Злата закрыла глаза и не заметила, как уснула. Но сон ее был неглубоким, сознание не отключалось, и она слышала, как завибрировал у Витали телефон.
Чтобы не потревожить ее и бабу Раю, он отключил звук. Мужчина кому-то сказал: «Да?», а потом, отодвинувшись, положил ее голову на диван.
– Что-то случилось? – спросила Злата, приподнявшись.
– Спи, – мужчина обернулся. – Михалыч звонил, что-то ему там почудилось. Я выйду, проверю.
– Я с тобой!
Девушка встала с дивана, поправила «толстовку» и, повернувшись, хотела взять дробовик, но возле дивана его не оказалось.
Полянская не сразу заметила его в руках Дороша.
– Злата, тебе лучше остаться здесь!
– Уж не думаешь ли ты, что я так и сделаю? – она подошла к нему.
– Пойдем, мы теряем время! – нетерпеливо сказала она.
– Подожди, я позвоню участковому, – сказал Дорош, когда они вышли на улицу.
Набрав номер, мужчина подождал, пока поднимут трубку, негромко и быстро сказал несколько слов и отключился. Но этих нескольких слов Злате было достаточно, чтобы понять происходящее.
– Так что там Михалычу показалось? – спросила она.
– Там кто-то пытается забраться в дом к бабе Мане.
– Господи! – выдохнула девушка. – Пойдем скорее!
– Так, стоп! Пойми ты, наконец, Злата, все это крайне опасно. Возможно, они вооружены…
– Я понимаю. Но у нас-то с тобой есть дробовик! Я его, между прочим, зарядила. А там беспомощные старики… – девушка обогнала мужчину, собравшись бежать по огороду к дому бабы Мани, но мужчина удержал ее за руку.
– Злата, пожалуйста, иди за мной! Я прошу тебя, подумай о дочке! – прошептал он.
– Ладно, извини!
Девушка высвободила свою руку из его руки и, засунув руки в карманы «толстовки», пошла за ним.

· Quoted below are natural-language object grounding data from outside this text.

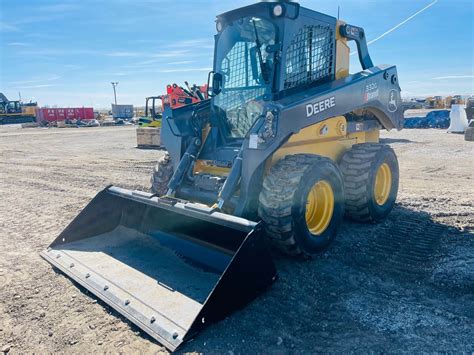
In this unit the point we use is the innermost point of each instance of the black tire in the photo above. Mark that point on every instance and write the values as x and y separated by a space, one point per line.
469 134
282 204
162 173
359 167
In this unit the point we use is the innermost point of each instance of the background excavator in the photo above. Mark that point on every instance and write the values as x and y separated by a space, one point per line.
16 111
285 145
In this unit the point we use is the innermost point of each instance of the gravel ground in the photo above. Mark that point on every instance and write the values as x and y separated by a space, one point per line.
404 285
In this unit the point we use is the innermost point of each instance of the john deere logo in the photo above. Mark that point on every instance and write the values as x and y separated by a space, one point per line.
392 101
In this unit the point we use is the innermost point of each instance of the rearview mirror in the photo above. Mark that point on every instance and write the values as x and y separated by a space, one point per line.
254 63
216 84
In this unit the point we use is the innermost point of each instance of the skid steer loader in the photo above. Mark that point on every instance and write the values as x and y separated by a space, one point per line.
286 144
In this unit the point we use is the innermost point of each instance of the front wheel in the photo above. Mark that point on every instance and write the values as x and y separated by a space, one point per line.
161 176
371 177
302 203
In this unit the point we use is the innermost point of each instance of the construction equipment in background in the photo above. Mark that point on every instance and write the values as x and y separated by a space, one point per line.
122 112
434 102
286 144
16 111
177 96
152 117
469 133
454 100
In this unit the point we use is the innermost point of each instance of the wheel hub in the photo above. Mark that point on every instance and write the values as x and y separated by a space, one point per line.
383 184
319 207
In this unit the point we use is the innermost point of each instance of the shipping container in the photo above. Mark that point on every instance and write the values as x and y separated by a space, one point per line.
62 114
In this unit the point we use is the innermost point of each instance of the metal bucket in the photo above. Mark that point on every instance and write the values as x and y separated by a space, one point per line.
169 267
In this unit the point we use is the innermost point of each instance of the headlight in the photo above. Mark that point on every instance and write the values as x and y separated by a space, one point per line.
277 10
219 26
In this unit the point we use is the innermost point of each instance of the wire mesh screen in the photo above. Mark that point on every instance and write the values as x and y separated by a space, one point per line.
310 56
240 87
239 84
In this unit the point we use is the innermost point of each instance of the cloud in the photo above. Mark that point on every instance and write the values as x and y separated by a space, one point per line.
122 54
453 77
35 86
184 70
18 44
5 27
399 24
61 8
181 62
37 81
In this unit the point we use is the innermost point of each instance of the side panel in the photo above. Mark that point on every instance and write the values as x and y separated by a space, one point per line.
328 138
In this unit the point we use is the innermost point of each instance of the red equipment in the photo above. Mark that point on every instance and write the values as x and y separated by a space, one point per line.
177 96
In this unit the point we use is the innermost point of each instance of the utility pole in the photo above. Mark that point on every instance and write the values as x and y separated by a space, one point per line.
114 84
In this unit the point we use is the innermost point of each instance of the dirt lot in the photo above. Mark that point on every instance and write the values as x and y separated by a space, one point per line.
405 285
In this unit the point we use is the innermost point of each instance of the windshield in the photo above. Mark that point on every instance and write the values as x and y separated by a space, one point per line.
247 70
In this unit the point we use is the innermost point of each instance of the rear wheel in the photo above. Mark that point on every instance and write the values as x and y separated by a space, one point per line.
302 203
162 173
469 134
371 177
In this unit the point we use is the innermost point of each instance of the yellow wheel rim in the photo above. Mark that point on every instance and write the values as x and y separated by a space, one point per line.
319 207
383 184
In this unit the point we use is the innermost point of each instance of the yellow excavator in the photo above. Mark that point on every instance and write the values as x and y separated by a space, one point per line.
16 111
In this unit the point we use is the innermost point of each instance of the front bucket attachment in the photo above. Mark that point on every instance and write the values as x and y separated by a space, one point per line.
169 267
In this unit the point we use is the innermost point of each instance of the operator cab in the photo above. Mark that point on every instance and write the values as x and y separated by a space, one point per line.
262 55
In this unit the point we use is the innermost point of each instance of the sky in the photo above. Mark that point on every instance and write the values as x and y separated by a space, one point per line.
67 53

Виталя ступал осторожно, особенно когда они прошли огород Тимофеевны и, держась в тени забора, прокрались на участок бабы Мани. Здесь, в заднем дворе, обитал Босик, и если только он, заслышав их, поднимет шум, считай, они пропали. Те двое, что бродили по деревне, про собаку тоже знали, поэтому и пытались проникнуть в дом через парадный вход. Свет луны, заливающий окрестности, не способствовал безопасному передвижению. Ежесекундно рискуя быть замеченными, Виталя и Злата перелезли забор, что разделял огород и палисадник, в котором баба Маня сажала грядки, и, пригнувшись, быстро пересекли его, очень надеясь, что воры продолжают возиться с замком и они останутся незамеченными. Кругом царила тишина, оттого громкий стук собственного сердца казался Злате оглушительным. Отчего-то до последнего мгновения ей казалось, что все происходящее – какой-то дурной сон. Деревня спала, и дом бабы Мани был тих и темен. Они уже подобрались к калитке палисадника и вдруг услышали, как «крякнул» Михалыч и что-то упало на пол.

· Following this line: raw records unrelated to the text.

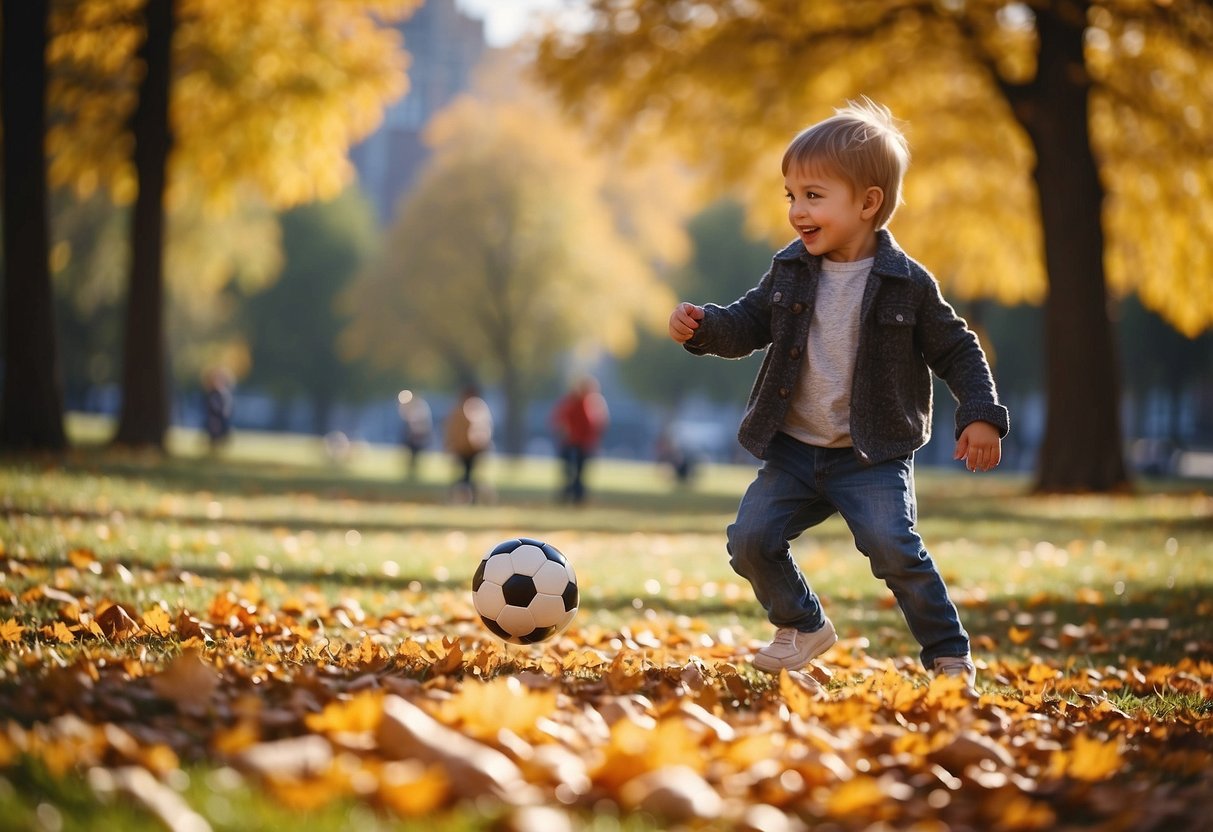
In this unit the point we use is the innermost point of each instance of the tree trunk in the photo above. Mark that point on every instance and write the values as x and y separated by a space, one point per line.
32 414
144 416
1082 448
514 428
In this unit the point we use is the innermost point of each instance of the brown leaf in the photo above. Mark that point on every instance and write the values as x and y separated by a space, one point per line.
474 769
188 682
117 624
673 792
296 758
159 799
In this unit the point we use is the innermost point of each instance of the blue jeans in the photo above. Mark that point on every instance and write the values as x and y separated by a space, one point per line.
801 485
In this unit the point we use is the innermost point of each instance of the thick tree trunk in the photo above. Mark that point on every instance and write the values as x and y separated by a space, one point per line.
1082 449
144 416
32 412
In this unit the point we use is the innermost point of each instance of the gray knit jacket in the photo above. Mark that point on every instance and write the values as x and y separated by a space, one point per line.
906 331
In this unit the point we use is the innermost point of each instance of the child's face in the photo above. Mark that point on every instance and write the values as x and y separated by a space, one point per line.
829 216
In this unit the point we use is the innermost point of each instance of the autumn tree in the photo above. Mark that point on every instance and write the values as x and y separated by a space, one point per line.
294 326
32 411
240 100
1058 134
518 248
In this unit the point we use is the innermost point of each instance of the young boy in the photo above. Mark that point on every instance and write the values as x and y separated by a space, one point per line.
853 329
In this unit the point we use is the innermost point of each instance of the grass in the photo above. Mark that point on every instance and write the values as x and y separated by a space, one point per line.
1092 585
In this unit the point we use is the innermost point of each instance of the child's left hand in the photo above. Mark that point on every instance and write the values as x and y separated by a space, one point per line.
979 445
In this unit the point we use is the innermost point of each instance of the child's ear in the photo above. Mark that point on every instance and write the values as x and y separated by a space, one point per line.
873 198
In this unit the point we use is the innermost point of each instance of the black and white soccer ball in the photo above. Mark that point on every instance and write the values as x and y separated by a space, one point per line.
525 591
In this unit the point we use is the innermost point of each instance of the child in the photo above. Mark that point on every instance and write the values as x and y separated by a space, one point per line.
853 329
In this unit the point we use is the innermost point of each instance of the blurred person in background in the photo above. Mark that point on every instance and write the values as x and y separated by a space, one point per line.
417 428
468 433
217 406
580 419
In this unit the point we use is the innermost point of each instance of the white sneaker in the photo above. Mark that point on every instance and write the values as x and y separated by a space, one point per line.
961 666
791 649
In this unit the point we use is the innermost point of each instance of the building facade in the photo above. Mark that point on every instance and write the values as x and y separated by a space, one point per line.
444 46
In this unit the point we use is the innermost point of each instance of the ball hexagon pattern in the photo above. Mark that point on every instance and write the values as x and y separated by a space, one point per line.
525 591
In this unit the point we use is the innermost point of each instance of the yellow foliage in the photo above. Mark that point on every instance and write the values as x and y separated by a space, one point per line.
958 73
524 241
267 95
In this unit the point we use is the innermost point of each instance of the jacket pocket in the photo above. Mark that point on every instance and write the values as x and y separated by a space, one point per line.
894 331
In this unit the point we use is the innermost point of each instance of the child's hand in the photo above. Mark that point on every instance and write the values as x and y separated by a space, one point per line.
684 320
979 446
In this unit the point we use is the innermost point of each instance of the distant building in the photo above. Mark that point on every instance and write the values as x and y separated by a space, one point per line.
444 46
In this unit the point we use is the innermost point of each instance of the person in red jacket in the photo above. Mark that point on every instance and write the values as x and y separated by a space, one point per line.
580 419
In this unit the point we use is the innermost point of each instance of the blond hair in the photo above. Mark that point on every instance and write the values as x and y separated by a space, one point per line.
863 143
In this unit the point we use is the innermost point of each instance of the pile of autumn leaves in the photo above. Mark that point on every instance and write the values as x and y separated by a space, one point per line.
415 714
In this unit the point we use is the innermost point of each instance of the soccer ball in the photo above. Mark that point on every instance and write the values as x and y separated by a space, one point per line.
525 591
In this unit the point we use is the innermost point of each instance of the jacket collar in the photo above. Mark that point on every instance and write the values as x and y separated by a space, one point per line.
890 260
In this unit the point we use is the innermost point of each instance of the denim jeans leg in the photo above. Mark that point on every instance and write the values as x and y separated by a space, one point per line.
880 506
778 506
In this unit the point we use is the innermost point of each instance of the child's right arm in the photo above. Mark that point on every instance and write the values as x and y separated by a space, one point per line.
684 320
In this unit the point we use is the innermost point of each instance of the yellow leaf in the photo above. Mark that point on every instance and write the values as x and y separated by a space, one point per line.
10 631
117 624
1040 672
60 632
188 681
157 621
239 738
360 713
311 793
855 797
413 790
1087 759
484 710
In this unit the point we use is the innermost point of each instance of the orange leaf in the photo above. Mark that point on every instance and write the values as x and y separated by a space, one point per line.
10 631
188 681
157 621
60 632
413 790
360 713
855 796
81 558
117 624
1088 759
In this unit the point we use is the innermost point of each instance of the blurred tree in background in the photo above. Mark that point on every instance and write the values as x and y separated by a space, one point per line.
518 245
1063 138
292 328
206 104
32 412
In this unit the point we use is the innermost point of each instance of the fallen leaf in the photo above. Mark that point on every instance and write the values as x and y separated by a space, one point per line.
188 682
474 769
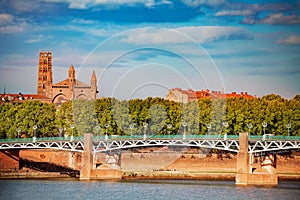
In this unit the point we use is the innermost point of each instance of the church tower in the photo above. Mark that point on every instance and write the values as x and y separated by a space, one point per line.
45 74
94 85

– Сволочь вонючая! Гниль, – пробормотал кто-то.
– Тут что-то не так, Серый! – прогундели в ответ. – Старуха одна живет!
– Ты ж слышал, сын!
– Какой на хрен сын! Это ж дед старый!
Дорош замер на мгновение и тут же, скорее, почувствовал, чем увидел, как напряглась рядом Злата, собравшись то ли закричать, то ли броситься в дом. И то, и другое было для них крайне опасным, поэтому, резко обернувшись, он зажал ей рот рукой и прижал к себе. Засунув руку в карман брюк, он извлек свой телефон и запихнул ей в карман «толстовки».
– Отойди подальше и звони участковому! И, пожалуйста, ничего не бойся! – шепнул он ей на ухо и, на мгновение коснувшись губами ее виска, отпустил.

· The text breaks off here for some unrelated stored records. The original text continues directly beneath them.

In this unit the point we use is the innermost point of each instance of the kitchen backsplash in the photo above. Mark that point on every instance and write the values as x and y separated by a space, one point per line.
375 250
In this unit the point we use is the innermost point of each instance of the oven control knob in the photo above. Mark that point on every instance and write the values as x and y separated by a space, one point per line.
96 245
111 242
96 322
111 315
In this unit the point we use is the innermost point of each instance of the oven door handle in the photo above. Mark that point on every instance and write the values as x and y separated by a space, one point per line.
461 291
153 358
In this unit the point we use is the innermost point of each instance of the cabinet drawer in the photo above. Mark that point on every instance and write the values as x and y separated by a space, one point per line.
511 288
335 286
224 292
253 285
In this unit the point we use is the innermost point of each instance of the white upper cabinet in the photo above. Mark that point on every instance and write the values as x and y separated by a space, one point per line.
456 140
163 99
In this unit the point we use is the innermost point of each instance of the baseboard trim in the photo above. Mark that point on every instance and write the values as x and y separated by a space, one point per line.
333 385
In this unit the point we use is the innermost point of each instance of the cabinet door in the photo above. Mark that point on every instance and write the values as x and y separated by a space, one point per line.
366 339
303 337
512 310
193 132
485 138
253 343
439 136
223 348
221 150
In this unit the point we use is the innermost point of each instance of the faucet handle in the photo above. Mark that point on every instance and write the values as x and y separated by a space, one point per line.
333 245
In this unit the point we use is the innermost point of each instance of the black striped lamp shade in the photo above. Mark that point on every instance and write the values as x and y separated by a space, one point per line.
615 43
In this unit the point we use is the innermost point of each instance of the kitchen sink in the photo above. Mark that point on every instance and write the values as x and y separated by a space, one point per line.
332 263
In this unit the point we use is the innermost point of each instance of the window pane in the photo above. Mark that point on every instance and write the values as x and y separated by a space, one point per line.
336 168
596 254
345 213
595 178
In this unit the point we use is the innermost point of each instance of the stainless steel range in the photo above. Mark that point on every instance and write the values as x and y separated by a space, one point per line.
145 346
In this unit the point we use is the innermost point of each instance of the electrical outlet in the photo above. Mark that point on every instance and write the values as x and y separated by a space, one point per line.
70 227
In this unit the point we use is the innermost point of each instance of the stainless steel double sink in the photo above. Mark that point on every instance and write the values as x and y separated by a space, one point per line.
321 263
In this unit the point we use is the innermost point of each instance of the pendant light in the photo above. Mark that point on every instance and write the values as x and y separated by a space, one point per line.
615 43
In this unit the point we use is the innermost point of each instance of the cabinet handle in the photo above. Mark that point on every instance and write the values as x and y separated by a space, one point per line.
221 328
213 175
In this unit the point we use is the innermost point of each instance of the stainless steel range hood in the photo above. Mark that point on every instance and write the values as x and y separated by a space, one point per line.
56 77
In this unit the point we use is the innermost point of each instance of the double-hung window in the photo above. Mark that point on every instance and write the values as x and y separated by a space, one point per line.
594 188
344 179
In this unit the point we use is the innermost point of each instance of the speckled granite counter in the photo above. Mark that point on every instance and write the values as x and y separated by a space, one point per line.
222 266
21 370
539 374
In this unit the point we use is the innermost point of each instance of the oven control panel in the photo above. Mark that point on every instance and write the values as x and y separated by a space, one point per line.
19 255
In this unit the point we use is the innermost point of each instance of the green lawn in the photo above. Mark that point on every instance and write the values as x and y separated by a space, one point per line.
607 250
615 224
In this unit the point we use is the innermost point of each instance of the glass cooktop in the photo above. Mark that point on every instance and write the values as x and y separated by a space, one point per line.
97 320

Злата отступила на шаг, лихорадочно нащупав в кармане телефон, и увидела, как Виталя, пригнувшись, бесшумно снял крючок и исчез за верандой.
– Ну, вот и все, ребята! Ваш рейд по деревне окончен! Стоять на месте и не двигаться! Я не шучу! Винтовка заряжена! А у меня так и чешутся руки отстрелить вам что-нибудь! – услышала она его резкий голос, прорезавший тишину ночи, и стала набирать участкового.
Злата не стала ждать приезда милиции. Потихоньку улизнув со двора бабы Мани, она пошла к Тимофеевне и почти до рассвета просидела с ней на кухне. Они пили чай, тихо переговаривались, звонили бабе Нине и бабе Мане, чтобы рассказать последние новости и узнать, чем вся эта история в конце концов закончилась.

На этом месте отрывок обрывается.